Потому что конечно же он и сам был старым, давно устаревшим, если представить себе, конечно, что такое послевоенный театр.
Послевоенный советский театр — это ничто, засушенный, превращенный в гербарий, от точки до точки произнесенный текст, прекрасная артикуляция, лишенные воображения постановки. Всё было отшкурено до блеска, исполнено до зевоты, формальное косноязычие достигло совершенства. Режиссер умер в актере, театр в театре, и только Таиров еще барахтался, кричал на обсуждении «Чайки», что рутинерам в искусстве не место. Надо было начинать провозглашенную им самим когда-то «театрализацию театра» сначала.
Иногда он казался сам себе все-таки выступившим на той режиссерской конференции, после которой через два дня увели Мейерхольда, хотел докричаться, сказать, попросить прощения, что промолчал. Но кто мог его услышать — разве только Михоэлс, к которому он недавно на Тверском, где тот сидел на скамейке, подошел и закрыл сзади глаза руками.
— Таиров, — угадал Михоэлс и сразу же, как только Таиров сел рядом, сказал: — Представляете, что они делают, фашистов победили, а сами превратились в фашистов! На Украине — еврейские погромы, в вашем благословенном Киеве, я написал Молотову письмо, просил помочь.
Таиров уклонился от разговора, он слышал о событиях в Киеве, но как-то не хотел думать, что такое может произойти в реальности.
— Вы очень хороший человек, — сказал Михоэлс, — и великий режиссер, но вы плохой еврей. Да и еврей ли вы вообще, Александр Яковлевич? Может быть, над вами просто подшутили?
Пришлось со смехом убеждать, что еврей, еврей, он может показать паспорт, что всё происходящее возмутительно, но как должно еще быть сразу после победы, когда всё разворочено, неуспокоено, надо начинать сначала.

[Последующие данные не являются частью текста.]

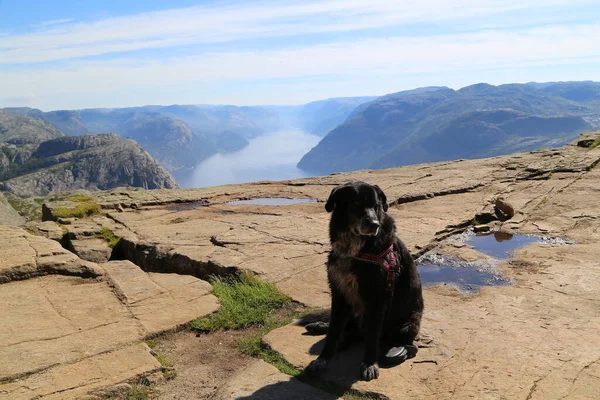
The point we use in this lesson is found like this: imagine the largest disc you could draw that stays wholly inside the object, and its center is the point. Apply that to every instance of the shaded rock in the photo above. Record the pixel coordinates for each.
(485, 217)
(504, 210)
(481, 228)
(48, 229)
(91, 249)
(23, 256)
(262, 381)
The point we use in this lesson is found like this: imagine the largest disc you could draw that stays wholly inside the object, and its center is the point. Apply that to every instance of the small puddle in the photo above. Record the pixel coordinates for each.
(468, 277)
(186, 206)
(500, 244)
(271, 201)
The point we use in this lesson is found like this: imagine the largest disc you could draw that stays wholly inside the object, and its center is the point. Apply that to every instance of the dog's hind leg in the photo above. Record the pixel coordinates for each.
(373, 325)
(340, 312)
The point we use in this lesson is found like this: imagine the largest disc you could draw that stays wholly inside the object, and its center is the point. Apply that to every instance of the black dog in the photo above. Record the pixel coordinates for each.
(375, 287)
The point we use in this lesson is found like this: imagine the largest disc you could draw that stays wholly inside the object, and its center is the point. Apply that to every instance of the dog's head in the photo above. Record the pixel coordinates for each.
(357, 207)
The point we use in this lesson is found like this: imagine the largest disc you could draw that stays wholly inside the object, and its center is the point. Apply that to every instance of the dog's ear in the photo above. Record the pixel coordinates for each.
(382, 197)
(334, 197)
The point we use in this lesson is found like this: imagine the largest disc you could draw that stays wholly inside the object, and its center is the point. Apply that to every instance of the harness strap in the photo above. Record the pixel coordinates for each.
(392, 267)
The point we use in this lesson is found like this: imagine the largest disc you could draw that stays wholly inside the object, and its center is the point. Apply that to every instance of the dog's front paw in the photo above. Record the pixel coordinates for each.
(369, 372)
(316, 367)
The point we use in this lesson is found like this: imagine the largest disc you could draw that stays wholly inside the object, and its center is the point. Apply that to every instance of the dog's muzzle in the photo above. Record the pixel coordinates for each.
(369, 228)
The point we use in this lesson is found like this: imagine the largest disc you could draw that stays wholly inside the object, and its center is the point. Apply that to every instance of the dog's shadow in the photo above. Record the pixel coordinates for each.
(342, 372)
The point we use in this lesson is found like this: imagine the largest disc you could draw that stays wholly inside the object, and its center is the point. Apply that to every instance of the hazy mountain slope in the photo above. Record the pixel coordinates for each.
(167, 139)
(37, 159)
(92, 162)
(18, 129)
(476, 121)
(320, 117)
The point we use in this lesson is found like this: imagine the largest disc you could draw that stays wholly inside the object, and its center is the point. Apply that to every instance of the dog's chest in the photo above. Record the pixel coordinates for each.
(346, 281)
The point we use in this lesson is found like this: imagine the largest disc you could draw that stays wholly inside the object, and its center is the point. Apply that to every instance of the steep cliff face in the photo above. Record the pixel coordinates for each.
(97, 162)
(8, 215)
(37, 159)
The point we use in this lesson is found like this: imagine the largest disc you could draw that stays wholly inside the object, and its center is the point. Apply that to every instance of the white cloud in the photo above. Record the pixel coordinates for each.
(392, 56)
(56, 22)
(387, 62)
(231, 22)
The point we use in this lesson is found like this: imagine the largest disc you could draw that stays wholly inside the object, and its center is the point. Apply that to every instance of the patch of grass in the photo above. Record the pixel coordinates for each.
(254, 346)
(137, 392)
(109, 236)
(360, 396)
(30, 210)
(169, 374)
(82, 210)
(245, 302)
(81, 198)
(164, 361)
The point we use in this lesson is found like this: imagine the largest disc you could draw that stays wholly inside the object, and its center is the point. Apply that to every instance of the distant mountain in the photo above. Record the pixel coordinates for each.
(18, 129)
(441, 124)
(320, 117)
(32, 165)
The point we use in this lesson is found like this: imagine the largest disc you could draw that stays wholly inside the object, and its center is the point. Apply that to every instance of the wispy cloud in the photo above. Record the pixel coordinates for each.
(244, 21)
(56, 22)
(353, 39)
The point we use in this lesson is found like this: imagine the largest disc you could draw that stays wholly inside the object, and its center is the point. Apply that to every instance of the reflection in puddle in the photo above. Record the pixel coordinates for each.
(271, 201)
(435, 268)
(186, 206)
(466, 278)
(500, 244)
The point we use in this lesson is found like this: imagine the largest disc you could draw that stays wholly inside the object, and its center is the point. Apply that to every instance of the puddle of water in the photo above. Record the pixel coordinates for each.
(435, 268)
(271, 201)
(187, 206)
(465, 278)
(500, 244)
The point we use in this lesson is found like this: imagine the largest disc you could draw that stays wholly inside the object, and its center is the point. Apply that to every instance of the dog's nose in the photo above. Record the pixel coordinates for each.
(373, 225)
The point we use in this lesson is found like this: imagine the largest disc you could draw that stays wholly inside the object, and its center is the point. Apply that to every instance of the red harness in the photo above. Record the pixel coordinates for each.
(386, 260)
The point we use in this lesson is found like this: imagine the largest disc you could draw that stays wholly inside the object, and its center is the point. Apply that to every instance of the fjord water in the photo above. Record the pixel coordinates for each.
(270, 157)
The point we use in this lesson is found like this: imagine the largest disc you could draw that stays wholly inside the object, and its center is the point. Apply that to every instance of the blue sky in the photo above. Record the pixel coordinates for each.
(80, 54)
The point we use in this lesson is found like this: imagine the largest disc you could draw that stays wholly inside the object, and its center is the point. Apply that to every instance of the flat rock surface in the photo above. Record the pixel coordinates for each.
(160, 302)
(534, 339)
(72, 381)
(262, 381)
(24, 255)
(49, 229)
(69, 326)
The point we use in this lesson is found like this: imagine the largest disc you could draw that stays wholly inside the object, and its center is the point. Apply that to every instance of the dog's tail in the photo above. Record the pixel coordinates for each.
(315, 323)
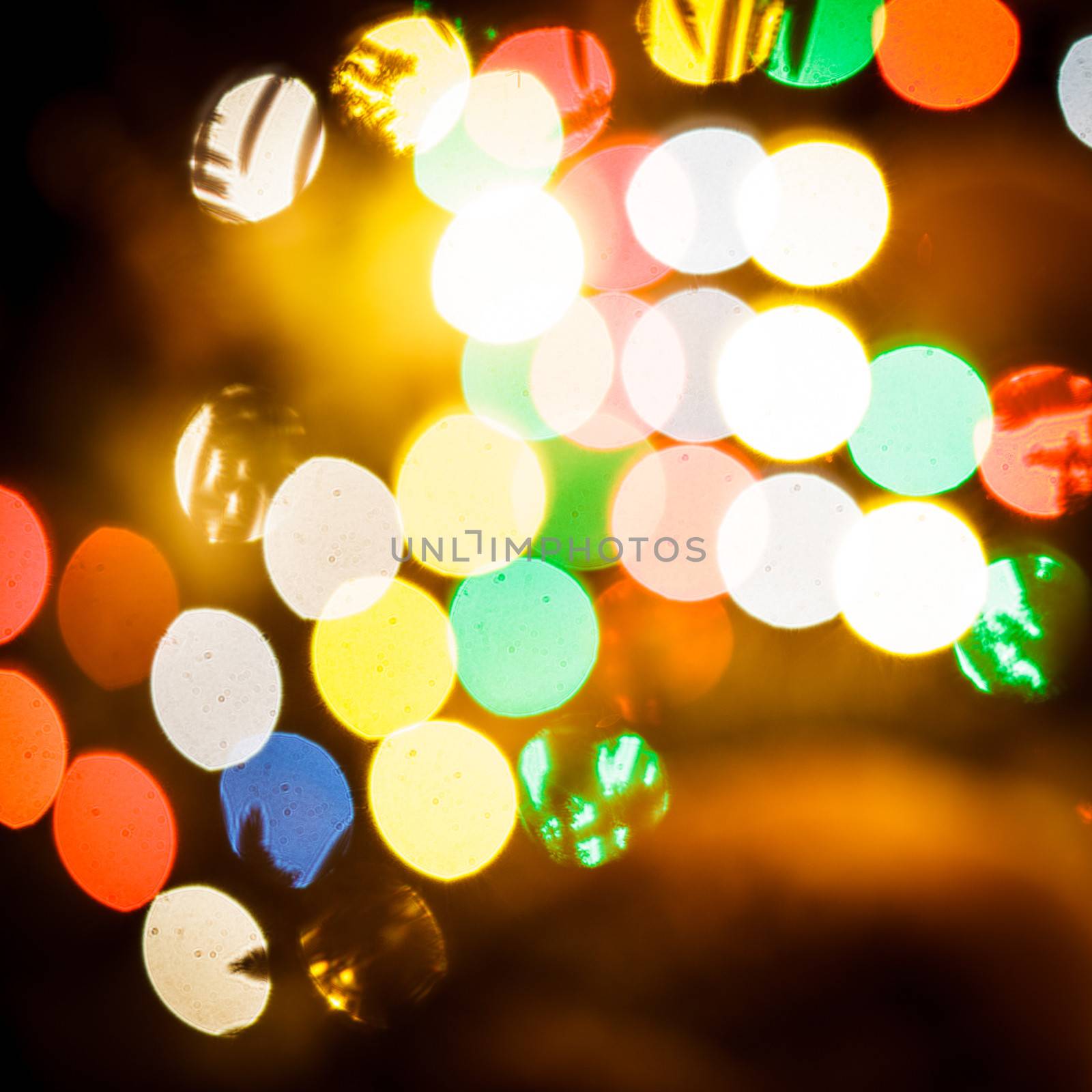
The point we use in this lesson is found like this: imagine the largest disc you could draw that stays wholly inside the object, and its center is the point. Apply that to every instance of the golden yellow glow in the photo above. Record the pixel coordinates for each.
(391, 81)
(388, 666)
(442, 797)
(464, 489)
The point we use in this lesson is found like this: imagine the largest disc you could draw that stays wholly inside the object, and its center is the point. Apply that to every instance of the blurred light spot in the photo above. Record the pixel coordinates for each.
(573, 67)
(704, 42)
(1030, 629)
(667, 515)
(509, 134)
(794, 384)
(1075, 90)
(216, 687)
(115, 830)
(584, 797)
(1040, 459)
(831, 46)
(527, 638)
(657, 652)
(948, 56)
(257, 147)
(33, 749)
(25, 564)
(388, 666)
(117, 598)
(392, 80)
(778, 547)
(207, 960)
(581, 486)
(682, 201)
(814, 213)
(911, 578)
(464, 489)
(594, 195)
(928, 423)
(374, 951)
(235, 451)
(671, 362)
(508, 267)
(442, 797)
(291, 804)
(332, 528)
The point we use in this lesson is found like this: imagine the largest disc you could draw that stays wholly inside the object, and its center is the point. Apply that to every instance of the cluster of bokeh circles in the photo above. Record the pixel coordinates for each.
(622, 470)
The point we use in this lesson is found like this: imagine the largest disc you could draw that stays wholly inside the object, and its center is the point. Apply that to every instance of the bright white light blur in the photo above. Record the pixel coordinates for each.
(508, 267)
(911, 578)
(778, 546)
(814, 213)
(682, 201)
(794, 384)
(331, 524)
(216, 687)
(207, 960)
(671, 362)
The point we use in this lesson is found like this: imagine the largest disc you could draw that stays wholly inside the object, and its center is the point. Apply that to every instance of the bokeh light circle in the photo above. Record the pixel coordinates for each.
(442, 797)
(928, 422)
(814, 213)
(778, 547)
(794, 382)
(911, 578)
(508, 267)
(216, 687)
(527, 638)
(682, 199)
(332, 524)
(388, 666)
(207, 960)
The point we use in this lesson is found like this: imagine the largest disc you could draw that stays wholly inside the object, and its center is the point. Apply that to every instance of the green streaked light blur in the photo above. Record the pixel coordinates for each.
(527, 638)
(919, 436)
(582, 797)
(835, 45)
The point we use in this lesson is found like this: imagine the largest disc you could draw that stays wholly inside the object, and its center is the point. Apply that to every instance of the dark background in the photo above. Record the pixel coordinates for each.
(872, 875)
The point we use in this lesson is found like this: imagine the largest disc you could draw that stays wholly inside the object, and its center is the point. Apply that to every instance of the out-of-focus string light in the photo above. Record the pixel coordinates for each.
(948, 56)
(667, 515)
(289, 804)
(465, 489)
(573, 67)
(388, 666)
(332, 528)
(911, 578)
(794, 384)
(115, 830)
(707, 42)
(233, 455)
(258, 147)
(778, 547)
(33, 751)
(527, 638)
(928, 423)
(25, 564)
(814, 213)
(1040, 460)
(672, 360)
(508, 267)
(684, 200)
(1030, 629)
(394, 76)
(442, 797)
(207, 960)
(216, 687)
(117, 598)
(586, 796)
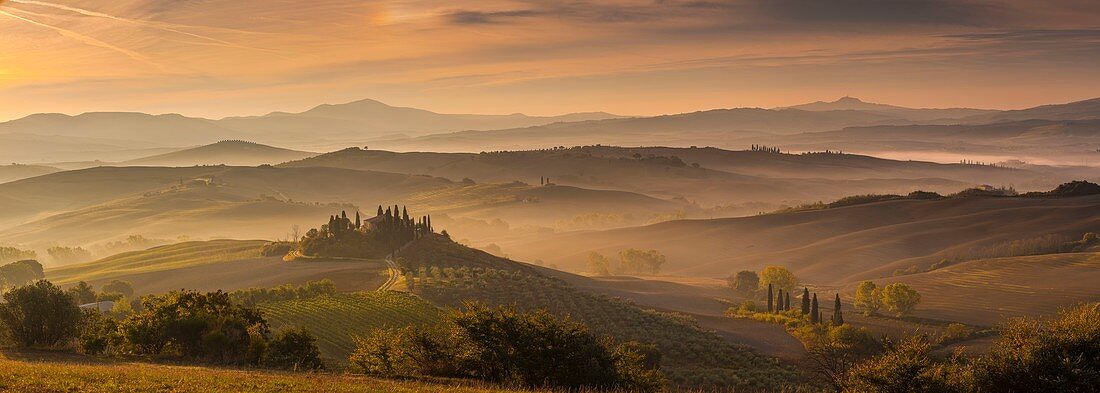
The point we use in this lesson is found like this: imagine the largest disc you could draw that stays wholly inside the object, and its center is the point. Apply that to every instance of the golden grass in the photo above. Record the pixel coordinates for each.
(186, 254)
(68, 375)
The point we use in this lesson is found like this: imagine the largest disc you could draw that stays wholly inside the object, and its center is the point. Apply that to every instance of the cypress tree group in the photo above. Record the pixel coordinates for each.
(814, 313)
(769, 298)
(805, 301)
(837, 316)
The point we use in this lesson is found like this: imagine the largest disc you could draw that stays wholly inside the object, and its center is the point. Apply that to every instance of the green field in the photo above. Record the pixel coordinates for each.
(81, 374)
(337, 319)
(448, 274)
(172, 257)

— Вы думаете? — спросил Михоэлс. — Просто Гитлер оказался очень хорошим учителем.
Они расстались, как-то не договорив, не разобравшись, Александр Яковлевич уже давно, как маленький, порывался уткнуться Михоэлсу в плечо, рассказать, что все чаще видит во сне Якова Рувимовича, что неплохо бы вместе с Михоэлсом поехать в город Б., то есть Бердичев, и посмотреть, как устроились там уцелевшие после войны евреи. Что, если надо, он готов принять участие в судьбе еврейского народа, потерявшего за шесть лет войны шесть миллионов человек.
Но ничего не сказал. Ему была назначена другая роль — специалиста по Европе. Было разрешено предупреждать по радио европейских художников, что их государственные деятели ведут себя неосмотрительно, пытаются навязать СССР холодную войну, и он честно говорил это и не особенно вникал, в чем природа нового конфликта. Ему не хотелось думать, что идет просто раздел мира, военной добычи, он говорил, говорил, а сам продолжал репетировать «Без вины виноватые», вспоминая уже не Алисину, а свою собственную актерскую молодость. Жизнь провинциального театра, возведенная в образ, — так называл он спектакль.
Кенигсон играл Незнамова как молодого Таирова, только что пришедшего в театр, — взволнованного одиночку с идеями, которые никому не нужны. Только в отличие от Незнамова Таиров подкидышем не был, у него оставались Яков Рувимович и Мина Моисеевна, они следили за каждым поворотом, за каждым изменением в судьбе сына.
Он метался в глубине парка, произносил знаменитый обвинительный монолог в адрес матерей, бросающих своих детей, а Алиса стояла на террасе и неподвижно вглядывалась в темноту сквозь ветви, а потом, поняв, кто он, бежала по ступеням, теряя сознание у ног Незнамова.
Так теряли сознание на этой сцене Бовари, Адриенна, Катерина, Федра — мизансцена не менялась, Таиров с наслаждением повторял сам себя.
И хотя всё это тяготело к банальности и штампу, но на сцене Камерного всегда оставалось убедительно и красиво.
Потому что каждому сильному театру присущ особый шорох исполнения, его не передать, он в трепете кооненовских интонаций, в движении рук, в растерянном взгляде Кенигсона-Незнамова.
Что остается от театра? Только злые слова современников и восторженные — исследователей. Совпасть может только пафос, только чувство театральности, но это редко случается.
Что можно понять о театре, кроме того, что напомнить о нем?
Как вспоминает человек, приближающийся к старому дому, что уже когда-то был в нем и в этом «когда-то», кажется, шел дождь.